Most law enforcement agencies and officers in the united state do not have access to the new technologies that are used to fight crimes hence they are hindered in their intelligence gathering operations. The criminal justice and security systems should make use of some organizations that provides the required criminal intelligence and the investigative support services. For instance they should work in hand with Regional Information Sharing System (RISS) which always serves as the invaluable tool to the Federal State and the Local law enforcement agencies. RISS may give the agencies the required resources that they need to discover and apprehend the potential crimes before they happen (Congressional Record). The criminal justice and security systems should possess basic understanding of the justice system, including policing, structure of the court system, the role of the prosecutor and judge and the system of law, identify and read any previous similar assessments, request, in advance the statistical and management reports. Some of these reports are found on the internet.

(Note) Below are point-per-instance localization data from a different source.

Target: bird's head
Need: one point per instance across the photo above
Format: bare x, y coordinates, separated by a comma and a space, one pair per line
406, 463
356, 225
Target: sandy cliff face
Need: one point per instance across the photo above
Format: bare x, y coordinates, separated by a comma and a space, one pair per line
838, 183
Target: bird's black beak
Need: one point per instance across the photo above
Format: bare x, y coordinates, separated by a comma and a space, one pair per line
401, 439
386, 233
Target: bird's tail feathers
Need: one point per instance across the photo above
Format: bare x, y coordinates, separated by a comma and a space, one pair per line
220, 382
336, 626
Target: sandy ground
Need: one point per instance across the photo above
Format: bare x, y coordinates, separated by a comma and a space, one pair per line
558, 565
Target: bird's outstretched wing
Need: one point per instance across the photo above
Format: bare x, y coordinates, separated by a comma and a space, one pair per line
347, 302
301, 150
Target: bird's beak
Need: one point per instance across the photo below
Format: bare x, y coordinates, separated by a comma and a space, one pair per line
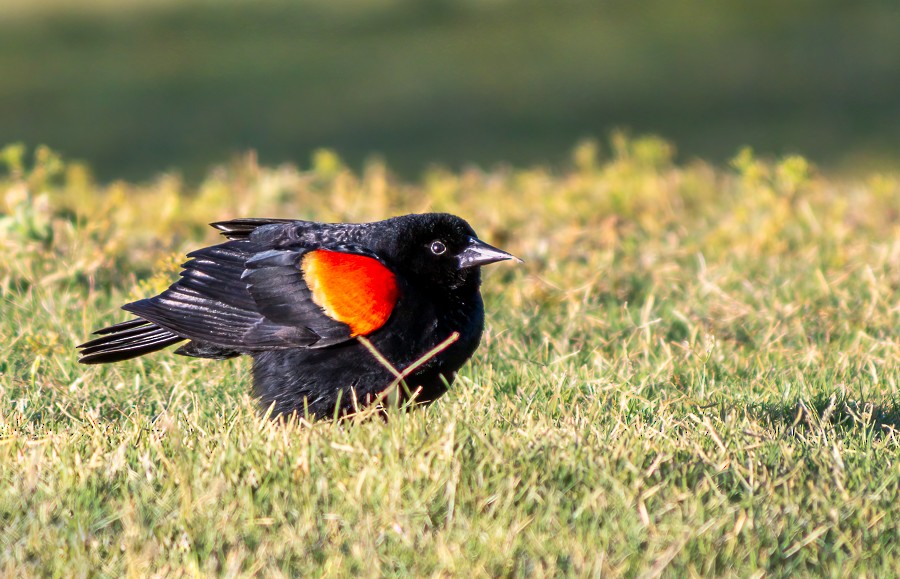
479, 253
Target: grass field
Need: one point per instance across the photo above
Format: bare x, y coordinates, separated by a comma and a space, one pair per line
139, 86
694, 372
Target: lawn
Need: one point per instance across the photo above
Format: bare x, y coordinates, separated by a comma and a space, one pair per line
695, 371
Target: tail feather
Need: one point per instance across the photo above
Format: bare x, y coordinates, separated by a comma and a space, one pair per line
126, 340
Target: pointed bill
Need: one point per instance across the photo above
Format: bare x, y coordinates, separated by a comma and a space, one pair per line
479, 253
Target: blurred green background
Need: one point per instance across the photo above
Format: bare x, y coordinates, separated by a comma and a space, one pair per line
138, 86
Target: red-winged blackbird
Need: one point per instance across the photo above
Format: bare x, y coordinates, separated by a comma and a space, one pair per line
294, 295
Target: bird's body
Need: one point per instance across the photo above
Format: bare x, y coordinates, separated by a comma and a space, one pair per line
296, 295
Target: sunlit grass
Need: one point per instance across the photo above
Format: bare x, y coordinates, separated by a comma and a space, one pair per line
694, 371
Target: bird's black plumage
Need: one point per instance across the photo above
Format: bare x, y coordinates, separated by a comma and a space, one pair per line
275, 291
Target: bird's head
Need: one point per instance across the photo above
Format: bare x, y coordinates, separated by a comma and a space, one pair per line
438, 250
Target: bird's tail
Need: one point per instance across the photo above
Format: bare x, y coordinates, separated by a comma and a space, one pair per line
126, 340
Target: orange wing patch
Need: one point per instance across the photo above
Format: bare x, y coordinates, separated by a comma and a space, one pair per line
354, 289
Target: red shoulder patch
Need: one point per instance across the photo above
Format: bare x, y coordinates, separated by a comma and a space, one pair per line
353, 289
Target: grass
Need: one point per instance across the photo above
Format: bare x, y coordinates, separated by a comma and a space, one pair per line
694, 372
138, 86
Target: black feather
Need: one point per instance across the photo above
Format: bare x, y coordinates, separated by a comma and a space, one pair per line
126, 340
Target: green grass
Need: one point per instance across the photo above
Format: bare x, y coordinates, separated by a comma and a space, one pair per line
694, 372
139, 86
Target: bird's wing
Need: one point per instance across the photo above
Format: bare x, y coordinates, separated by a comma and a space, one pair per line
249, 297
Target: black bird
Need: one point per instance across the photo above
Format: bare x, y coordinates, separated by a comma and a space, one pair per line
296, 295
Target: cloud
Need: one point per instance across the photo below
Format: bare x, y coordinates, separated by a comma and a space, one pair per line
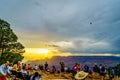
65, 24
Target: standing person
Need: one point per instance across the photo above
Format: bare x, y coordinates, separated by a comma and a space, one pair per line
4, 69
36, 76
75, 69
46, 65
62, 66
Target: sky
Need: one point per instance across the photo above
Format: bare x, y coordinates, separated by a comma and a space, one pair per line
65, 26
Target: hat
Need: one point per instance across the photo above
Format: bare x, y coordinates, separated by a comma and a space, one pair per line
81, 75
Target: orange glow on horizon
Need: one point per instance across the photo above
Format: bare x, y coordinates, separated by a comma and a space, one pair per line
37, 54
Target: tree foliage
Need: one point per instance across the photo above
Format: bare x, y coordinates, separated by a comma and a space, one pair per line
10, 48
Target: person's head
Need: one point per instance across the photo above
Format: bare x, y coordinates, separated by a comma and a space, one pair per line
7, 63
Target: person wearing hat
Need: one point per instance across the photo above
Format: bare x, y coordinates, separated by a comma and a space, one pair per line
4, 69
81, 75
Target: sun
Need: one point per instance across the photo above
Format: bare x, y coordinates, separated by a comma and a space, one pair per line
42, 51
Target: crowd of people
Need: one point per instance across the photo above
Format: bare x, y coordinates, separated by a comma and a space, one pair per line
28, 72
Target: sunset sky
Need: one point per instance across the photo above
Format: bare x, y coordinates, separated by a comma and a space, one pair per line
65, 26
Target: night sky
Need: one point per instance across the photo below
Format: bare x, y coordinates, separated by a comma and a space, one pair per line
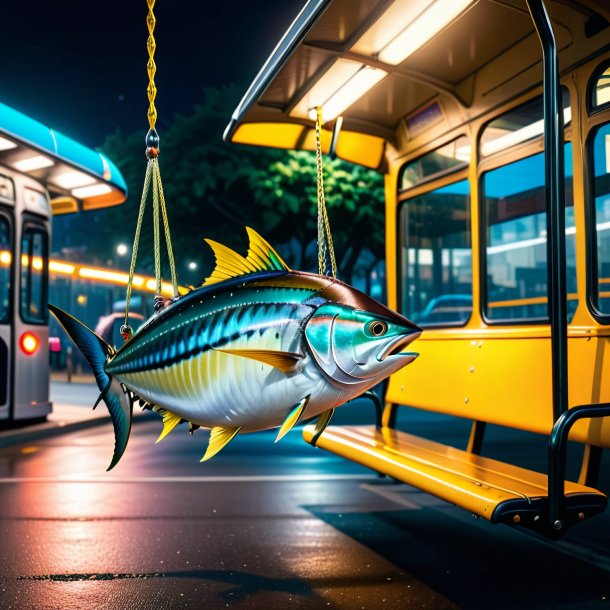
80, 66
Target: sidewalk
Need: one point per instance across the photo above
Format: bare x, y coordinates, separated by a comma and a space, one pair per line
72, 410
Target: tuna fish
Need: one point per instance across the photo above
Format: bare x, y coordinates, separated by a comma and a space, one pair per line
257, 346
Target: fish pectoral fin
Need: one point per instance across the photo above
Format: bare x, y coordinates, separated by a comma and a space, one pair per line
284, 361
219, 437
102, 394
292, 419
170, 421
261, 257
321, 424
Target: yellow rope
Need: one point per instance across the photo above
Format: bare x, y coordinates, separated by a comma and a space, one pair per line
151, 67
325, 240
153, 175
136, 241
168, 238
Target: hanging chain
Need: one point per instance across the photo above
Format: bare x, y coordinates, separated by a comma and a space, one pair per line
152, 178
151, 67
326, 251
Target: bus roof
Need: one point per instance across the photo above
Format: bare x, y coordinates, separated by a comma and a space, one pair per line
72, 172
463, 57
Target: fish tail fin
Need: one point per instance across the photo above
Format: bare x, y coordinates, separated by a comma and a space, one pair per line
97, 352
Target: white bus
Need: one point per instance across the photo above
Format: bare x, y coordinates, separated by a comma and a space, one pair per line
42, 173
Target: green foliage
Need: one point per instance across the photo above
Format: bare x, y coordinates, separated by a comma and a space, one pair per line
214, 189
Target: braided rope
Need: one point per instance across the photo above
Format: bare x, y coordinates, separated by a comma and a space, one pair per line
325, 240
156, 232
136, 240
168, 239
151, 67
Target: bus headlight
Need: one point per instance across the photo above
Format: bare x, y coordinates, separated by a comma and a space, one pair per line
28, 342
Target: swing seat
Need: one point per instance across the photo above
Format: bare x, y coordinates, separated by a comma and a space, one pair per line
493, 490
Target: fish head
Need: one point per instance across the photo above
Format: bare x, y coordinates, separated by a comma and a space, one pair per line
360, 345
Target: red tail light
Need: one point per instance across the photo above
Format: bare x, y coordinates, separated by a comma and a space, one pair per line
28, 342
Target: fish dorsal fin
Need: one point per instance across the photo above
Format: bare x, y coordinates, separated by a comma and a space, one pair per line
170, 421
292, 419
284, 361
261, 257
219, 437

The policymakers at government federal, state and local agencies should respond to United States country’s crime and safety concerns. They should however put in mind that it is more important to remember that the criminal issues in United States are multi-faceted, and that their respective responses towards the issues should be as well multi-faceted. The improvement of safety in the day-to-day lives of the residents of United States should be the responsibility of a wide range of justice agencies which are within the US country and not just law enforcement officials because the safety improvements facilitates the involvement of social service and public service providers, the federal and state officials, the youth workers, the residents of the tribal communities and tribal and non-American politicians. Also, they should meet with institutions, individuals, and professional and human rights organizations which are concerned with the issues that they may encounter on the mission of assessment, as well as the donors including embassies that provide bilateral assistance. These sources may provide some valuable background information for conducting thorough assessments as well as the invaluable in-country contacts. Finally, the systems should consider the use of research tools used in the assessment mission such as document study, interviews and focus groups (Siegel, 2009).


The society expects the courts to decide if people are guilty or not, sentence the guilty to punishment, interpret the laws made by the legislative, set the legal precedents, and to uphold the constitutional protections.